Friday, June 23, 2006

Guillen's Distraction May Be Too Much For White Sox To Overcome

Punk.

It's a word I've used to describe White Sox manager Ozzie Guillen, in my Out of Bounds blog. I've used it, and haven't wavered about it.

It's not fag, which Guillen used to describe Chicago Sun-Times columnist Jay Mariotti. But it's a word that is hardly flattering -- at least in this country. I'm not sure about Guillen's Venezuela.

Guillen is becoming a major distraction for his team, and that can only be a good thing in Detroit. Commissioner Bud Selig fined Guillen and ordered him to attend sensitivity training in the wake of his slurs against Marriotti. Whether the Sox can continue to win and nip at the Tigers' heels as long as Ozzie Guillen remains their manager has yet to be determined. History would suggest they cannot.

Good teams, even great ones, have been taken down by that dirty "D" word -- distraction. Sometimes they can play through it for some of a season, or most of it, or even just about all of it. But eventually it will grab them and pull them down.

The 2005 Pistons made it all the way to Game 7 of the NBA Finals with the mother of all distractions, coach Larry Brown, tethered to them like a boat anchor. It wore them down to the nub, until they could no longer muster the energy to vanquish the San Antonio Spurs. Brown carried no such baggage the previous year. The Pistons won the whole enchilada.

Baseball, with its long, grind-it-out, marathon of a season, can tease the great teams who have distractions. They can go long stretches of time with the bells tolling all around them, and play good ball. Until the jabbing of distraction is no longer easy to ignore. Then the play falters, and championships that seem so certain abruptly become in peril, or even turn into paper hopes.
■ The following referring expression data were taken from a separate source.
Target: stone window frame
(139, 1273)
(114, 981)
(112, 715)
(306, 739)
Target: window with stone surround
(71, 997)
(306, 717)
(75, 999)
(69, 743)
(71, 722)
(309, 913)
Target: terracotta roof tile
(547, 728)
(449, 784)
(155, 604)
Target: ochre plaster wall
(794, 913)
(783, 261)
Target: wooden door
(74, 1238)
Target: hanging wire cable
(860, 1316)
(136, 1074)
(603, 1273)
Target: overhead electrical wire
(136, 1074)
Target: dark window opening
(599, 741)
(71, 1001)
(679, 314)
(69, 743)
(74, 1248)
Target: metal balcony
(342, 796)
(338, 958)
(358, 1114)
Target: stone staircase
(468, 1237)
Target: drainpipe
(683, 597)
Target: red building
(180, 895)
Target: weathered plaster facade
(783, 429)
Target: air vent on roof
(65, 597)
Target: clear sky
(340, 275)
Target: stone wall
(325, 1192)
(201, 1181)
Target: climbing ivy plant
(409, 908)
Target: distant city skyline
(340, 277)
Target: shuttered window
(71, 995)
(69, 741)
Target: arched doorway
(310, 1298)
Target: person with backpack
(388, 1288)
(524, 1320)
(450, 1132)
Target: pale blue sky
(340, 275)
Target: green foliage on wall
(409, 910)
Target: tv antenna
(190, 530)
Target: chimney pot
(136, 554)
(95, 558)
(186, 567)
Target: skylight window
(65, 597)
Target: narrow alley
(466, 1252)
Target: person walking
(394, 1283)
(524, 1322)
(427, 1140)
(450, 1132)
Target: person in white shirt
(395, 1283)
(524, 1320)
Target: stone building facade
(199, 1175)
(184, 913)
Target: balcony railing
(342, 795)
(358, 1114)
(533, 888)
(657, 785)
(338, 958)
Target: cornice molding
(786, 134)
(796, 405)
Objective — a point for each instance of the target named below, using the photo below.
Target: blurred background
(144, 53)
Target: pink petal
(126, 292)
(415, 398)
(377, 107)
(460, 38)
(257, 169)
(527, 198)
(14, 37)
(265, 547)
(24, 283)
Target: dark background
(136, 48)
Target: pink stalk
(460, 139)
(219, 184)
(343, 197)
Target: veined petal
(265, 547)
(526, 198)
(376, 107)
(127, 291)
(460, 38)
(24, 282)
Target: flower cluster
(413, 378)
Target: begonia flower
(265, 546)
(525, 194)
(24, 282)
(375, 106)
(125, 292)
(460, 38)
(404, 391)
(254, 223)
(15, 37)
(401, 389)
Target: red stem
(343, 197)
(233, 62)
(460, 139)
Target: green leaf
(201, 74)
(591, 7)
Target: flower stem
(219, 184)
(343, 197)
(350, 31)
Ozzie Guillen isn't cute. He isn't funny. His behavior and his words -- several more examples could fill two posts worth of this blog -- bely someone who should be in charge of a major league baseball team. For now he's been fined, and ordered to attend sensitivity training -- and that alone is enough embarrassment for one baseball team. But if anyone thinks this is the last salvo we'll hear from Mr. Guillen, then they are the same ones who put milk and cookies out for Santa Claus every December 24.

So when it happens next, what will be the consequences? And for his team, the wondering of that next time and its fallout can very easily short circuit a return trip to the playoffs.

Greater teams have fallen victim, truthfully.

1 Comments:

Blogger Lee Panas said...

I hope Guillen becomes a distraction but so far the White Sox just seem to be getting better. Is he another Billy Martin?